More to the point, their reporters seem less and less intelligent. They seem happy to start with improbable assumptions and then speculate crazily from there.

I came across Researchers Find Racial Wage Gap Has Grown today which illustrates the decline. Its just SJW press release journalism, no skeptical mind required. The original report is Black-white wage gaps expand with rising wage inequality by Valerie Wilson and William M. Rodgers III.

For years, feminists have been trying to make the claim that women are paid less for the same work as men. Claims that have been systematically debunked by economists as well as academic feminists (see the work of Claudia Goldin for example.) The claim rests on rank innumeracy and comparing apples to oranges. If you want to see whether women are being discriminated against in terms of compensation, you have to compare like to like. Same education attainment, same number of hours worked, same number of years worked, same field of endeavor, same area of study, same industry, same number of career interruptions, etc. When you compare like-to-like, there is no evidence of wage discrimination.

This has been demonstrated again and again. There is no reason for someone in media not to know this. You have to control the variables to get like-to-like.

And what do we have here?
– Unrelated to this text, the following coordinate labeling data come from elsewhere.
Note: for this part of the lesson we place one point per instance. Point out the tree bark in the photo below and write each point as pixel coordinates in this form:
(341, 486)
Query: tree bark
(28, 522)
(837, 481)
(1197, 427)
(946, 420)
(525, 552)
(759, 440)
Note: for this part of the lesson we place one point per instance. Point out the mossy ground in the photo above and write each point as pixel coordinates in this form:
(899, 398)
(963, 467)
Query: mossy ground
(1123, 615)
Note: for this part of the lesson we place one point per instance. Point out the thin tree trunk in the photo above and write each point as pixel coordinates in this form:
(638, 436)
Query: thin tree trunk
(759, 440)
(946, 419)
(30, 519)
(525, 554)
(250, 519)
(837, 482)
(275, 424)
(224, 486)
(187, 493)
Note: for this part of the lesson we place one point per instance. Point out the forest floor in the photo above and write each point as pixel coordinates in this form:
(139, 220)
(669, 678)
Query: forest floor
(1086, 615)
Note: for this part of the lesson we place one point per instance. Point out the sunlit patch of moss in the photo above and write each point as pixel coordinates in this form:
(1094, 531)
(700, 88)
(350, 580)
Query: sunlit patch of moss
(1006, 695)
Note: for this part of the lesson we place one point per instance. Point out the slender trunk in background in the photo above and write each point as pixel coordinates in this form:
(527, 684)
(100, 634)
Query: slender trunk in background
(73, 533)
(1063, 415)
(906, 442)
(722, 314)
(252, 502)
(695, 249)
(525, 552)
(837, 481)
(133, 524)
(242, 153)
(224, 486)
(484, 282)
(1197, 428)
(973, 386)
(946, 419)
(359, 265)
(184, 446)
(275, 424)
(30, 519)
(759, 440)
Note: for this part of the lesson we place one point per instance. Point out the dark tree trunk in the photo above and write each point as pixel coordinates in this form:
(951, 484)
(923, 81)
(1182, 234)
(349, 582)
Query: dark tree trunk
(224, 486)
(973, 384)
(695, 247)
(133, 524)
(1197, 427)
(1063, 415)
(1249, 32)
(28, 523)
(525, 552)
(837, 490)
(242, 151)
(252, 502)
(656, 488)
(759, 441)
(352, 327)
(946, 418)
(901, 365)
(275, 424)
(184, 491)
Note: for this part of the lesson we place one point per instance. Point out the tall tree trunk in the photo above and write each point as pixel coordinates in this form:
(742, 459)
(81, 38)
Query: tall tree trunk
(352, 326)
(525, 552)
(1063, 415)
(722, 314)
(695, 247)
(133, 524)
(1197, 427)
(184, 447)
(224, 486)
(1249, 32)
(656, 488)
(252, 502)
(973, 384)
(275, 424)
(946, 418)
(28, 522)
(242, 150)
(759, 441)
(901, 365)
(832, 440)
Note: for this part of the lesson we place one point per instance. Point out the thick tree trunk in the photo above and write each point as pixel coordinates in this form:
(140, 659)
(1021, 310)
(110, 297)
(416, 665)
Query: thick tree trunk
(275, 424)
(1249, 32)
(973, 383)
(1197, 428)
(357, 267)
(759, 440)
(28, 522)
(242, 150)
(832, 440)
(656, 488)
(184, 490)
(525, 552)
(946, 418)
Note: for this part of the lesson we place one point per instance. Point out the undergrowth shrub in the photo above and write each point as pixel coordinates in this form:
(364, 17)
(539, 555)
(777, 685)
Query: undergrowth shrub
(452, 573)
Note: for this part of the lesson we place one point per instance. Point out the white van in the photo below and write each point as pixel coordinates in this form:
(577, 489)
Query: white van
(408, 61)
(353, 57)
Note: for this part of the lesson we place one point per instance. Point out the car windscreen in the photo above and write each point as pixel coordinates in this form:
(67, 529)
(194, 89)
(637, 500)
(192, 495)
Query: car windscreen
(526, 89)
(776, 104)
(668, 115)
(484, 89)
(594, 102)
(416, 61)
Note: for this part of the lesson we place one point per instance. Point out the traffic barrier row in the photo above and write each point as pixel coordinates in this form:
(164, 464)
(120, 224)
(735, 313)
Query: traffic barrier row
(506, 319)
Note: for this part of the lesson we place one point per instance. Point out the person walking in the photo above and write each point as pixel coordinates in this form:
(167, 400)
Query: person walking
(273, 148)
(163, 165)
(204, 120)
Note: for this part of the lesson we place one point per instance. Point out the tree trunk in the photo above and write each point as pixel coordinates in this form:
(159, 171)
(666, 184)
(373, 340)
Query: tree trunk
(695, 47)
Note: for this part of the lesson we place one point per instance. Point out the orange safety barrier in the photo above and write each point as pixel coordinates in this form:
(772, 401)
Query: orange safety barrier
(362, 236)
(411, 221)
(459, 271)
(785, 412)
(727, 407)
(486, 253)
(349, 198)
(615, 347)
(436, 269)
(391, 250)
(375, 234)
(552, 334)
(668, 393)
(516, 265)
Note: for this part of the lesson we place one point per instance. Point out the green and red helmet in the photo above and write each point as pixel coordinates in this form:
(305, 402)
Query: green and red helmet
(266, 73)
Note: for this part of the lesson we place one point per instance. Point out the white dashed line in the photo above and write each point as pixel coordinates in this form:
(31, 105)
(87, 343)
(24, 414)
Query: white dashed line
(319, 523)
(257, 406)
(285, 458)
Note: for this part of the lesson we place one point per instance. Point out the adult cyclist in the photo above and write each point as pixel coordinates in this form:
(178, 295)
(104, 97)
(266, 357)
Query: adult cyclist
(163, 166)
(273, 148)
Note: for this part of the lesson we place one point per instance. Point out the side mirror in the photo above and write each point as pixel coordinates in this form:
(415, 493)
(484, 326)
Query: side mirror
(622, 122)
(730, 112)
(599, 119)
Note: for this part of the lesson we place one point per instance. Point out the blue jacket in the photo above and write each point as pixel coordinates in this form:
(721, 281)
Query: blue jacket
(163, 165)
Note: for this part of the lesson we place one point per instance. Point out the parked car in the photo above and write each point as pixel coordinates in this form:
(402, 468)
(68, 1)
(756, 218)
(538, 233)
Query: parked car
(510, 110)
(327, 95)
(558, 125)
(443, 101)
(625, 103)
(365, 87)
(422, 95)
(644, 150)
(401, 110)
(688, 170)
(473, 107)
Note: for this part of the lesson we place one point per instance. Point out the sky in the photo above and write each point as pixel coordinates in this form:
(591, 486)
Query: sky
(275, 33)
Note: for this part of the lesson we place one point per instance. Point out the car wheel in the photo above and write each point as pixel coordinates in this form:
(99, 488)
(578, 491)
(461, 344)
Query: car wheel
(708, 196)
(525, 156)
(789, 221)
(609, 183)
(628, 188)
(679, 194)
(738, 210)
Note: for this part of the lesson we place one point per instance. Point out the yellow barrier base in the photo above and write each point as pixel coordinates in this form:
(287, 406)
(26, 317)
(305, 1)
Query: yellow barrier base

The same SJW agenda-driven sloppy research that compares apples and oranges to come up with the conclusion they had already reached; African Americans must be being discriminated against because they earn less overall.
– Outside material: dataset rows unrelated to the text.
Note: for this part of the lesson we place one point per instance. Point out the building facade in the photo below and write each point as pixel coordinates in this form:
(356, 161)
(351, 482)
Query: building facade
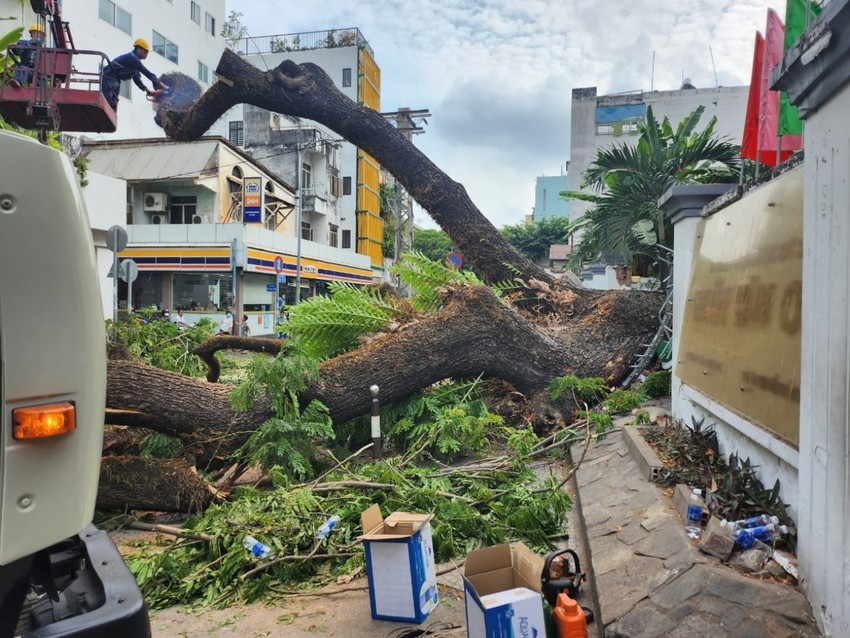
(351, 194)
(210, 230)
(599, 121)
(547, 200)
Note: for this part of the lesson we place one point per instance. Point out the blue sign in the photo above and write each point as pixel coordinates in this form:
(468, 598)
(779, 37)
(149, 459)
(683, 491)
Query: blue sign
(252, 199)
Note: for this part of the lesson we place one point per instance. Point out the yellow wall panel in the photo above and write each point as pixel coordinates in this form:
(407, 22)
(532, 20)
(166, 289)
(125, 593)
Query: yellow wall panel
(740, 341)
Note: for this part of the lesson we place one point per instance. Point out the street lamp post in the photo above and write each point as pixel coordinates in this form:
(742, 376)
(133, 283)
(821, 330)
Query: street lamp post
(298, 198)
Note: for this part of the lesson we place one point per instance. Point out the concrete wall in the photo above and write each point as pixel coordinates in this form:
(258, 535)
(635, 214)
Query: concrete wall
(815, 74)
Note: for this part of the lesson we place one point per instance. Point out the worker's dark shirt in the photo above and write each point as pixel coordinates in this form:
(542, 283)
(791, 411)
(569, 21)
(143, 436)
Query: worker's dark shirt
(129, 67)
(26, 50)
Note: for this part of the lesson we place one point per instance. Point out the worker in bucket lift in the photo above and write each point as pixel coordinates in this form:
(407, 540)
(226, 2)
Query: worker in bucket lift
(128, 66)
(27, 52)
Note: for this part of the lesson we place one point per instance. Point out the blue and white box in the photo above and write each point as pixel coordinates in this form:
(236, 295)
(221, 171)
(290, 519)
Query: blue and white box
(400, 565)
(502, 592)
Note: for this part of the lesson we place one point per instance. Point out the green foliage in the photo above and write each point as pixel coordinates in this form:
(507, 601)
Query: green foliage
(161, 344)
(590, 390)
(325, 326)
(425, 278)
(657, 384)
(471, 508)
(641, 417)
(448, 420)
(619, 401)
(733, 489)
(288, 440)
(433, 244)
(160, 446)
(232, 30)
(629, 180)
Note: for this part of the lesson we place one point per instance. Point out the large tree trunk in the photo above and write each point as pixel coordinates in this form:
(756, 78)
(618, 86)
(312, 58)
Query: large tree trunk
(304, 90)
(554, 329)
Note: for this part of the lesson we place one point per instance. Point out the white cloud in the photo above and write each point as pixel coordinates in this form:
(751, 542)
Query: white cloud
(497, 75)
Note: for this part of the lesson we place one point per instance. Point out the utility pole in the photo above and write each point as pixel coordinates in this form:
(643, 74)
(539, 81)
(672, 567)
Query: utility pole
(408, 122)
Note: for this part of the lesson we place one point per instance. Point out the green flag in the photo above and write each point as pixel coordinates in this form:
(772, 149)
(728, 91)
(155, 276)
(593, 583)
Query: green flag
(795, 25)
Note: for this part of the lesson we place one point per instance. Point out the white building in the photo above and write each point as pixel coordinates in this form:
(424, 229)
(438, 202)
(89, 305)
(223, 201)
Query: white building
(599, 121)
(343, 196)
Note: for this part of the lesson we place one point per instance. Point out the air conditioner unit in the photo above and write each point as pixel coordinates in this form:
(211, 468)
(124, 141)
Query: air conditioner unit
(155, 202)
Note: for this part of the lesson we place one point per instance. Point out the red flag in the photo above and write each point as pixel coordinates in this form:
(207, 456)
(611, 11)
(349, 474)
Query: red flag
(749, 141)
(768, 140)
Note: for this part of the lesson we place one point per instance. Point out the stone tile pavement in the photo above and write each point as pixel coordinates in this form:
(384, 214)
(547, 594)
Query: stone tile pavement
(647, 579)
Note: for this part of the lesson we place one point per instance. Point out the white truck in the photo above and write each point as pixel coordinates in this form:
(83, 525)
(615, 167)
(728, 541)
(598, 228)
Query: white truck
(59, 574)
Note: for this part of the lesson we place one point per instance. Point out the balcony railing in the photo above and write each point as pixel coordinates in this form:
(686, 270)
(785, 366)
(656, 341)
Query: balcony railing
(284, 43)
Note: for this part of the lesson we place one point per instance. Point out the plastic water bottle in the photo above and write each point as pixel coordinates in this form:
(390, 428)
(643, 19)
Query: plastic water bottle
(327, 526)
(753, 521)
(693, 523)
(746, 538)
(256, 547)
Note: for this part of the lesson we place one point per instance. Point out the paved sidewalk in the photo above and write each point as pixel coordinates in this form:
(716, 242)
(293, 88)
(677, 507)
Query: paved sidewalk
(648, 579)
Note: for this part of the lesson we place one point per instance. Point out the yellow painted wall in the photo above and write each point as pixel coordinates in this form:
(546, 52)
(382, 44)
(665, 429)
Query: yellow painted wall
(740, 340)
(370, 226)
The researchers seem to be aware of the perils of their flawed approach. They try and make the claim that they controlled for the important variables:
A big part of what we did in this study was to try to pin down all of the factors that would reasonably affect what workers get paid. We controlled for level of education. We looked at years of experience, what region of the country you live in, whether or not you live in an urban area or a rural area. And even after controlling for those factors, there was a sizable difference between what black and white workers were paid.
Well, fine. But those aren't the most important variables that determine outcomes. Number of hours worked, academic field, industry, sector, continuity of employment, etc. Control for those and you have something meaty to report on.

Take, as an example, one of their four controls - education attainment. Doctorates in Education, Psychology and Sociology are a dime a dozen and among the least paid fields. Doctorates in Computer Science, Artificial Intelligence, and Electrical Engineering are among the highest paid fields. If any group is overrepresented in the former three and underrepresented in the latter three, they will have dramatically lower average compensation for the same level of education attainment. By a factor of 2 or 3. And indeed, African Americans are overrepresented among the soft sciences and significantly underrepresented in the hard sciences. The difference in compensation has nothing to do with discrimination and everything to do with the fields they chose to specialize in.

Since the researchers seem to recognize the importance of controlling determining variables but elected not to control for the important variables, I am inclined to believe that they were after a result consistent with their predetermined SJW biases.

But that's just SJW academics being SJW academics. Nothing too out of the ordinary there, even if undesirable.

What is outrageous is for NPR, knowing that these type of studies routinely omit the important variables to reach predetermined conclusions, elected to broadcast the results anyway and without pressing the researchers on why they chose to omit the important variables.

Shame on NPR. Increasingly just a conveyor of cognitive pollution. I really hope they right the ship and start coming back to hard hitting, fact-based reporting in the future. I miss the old NPR.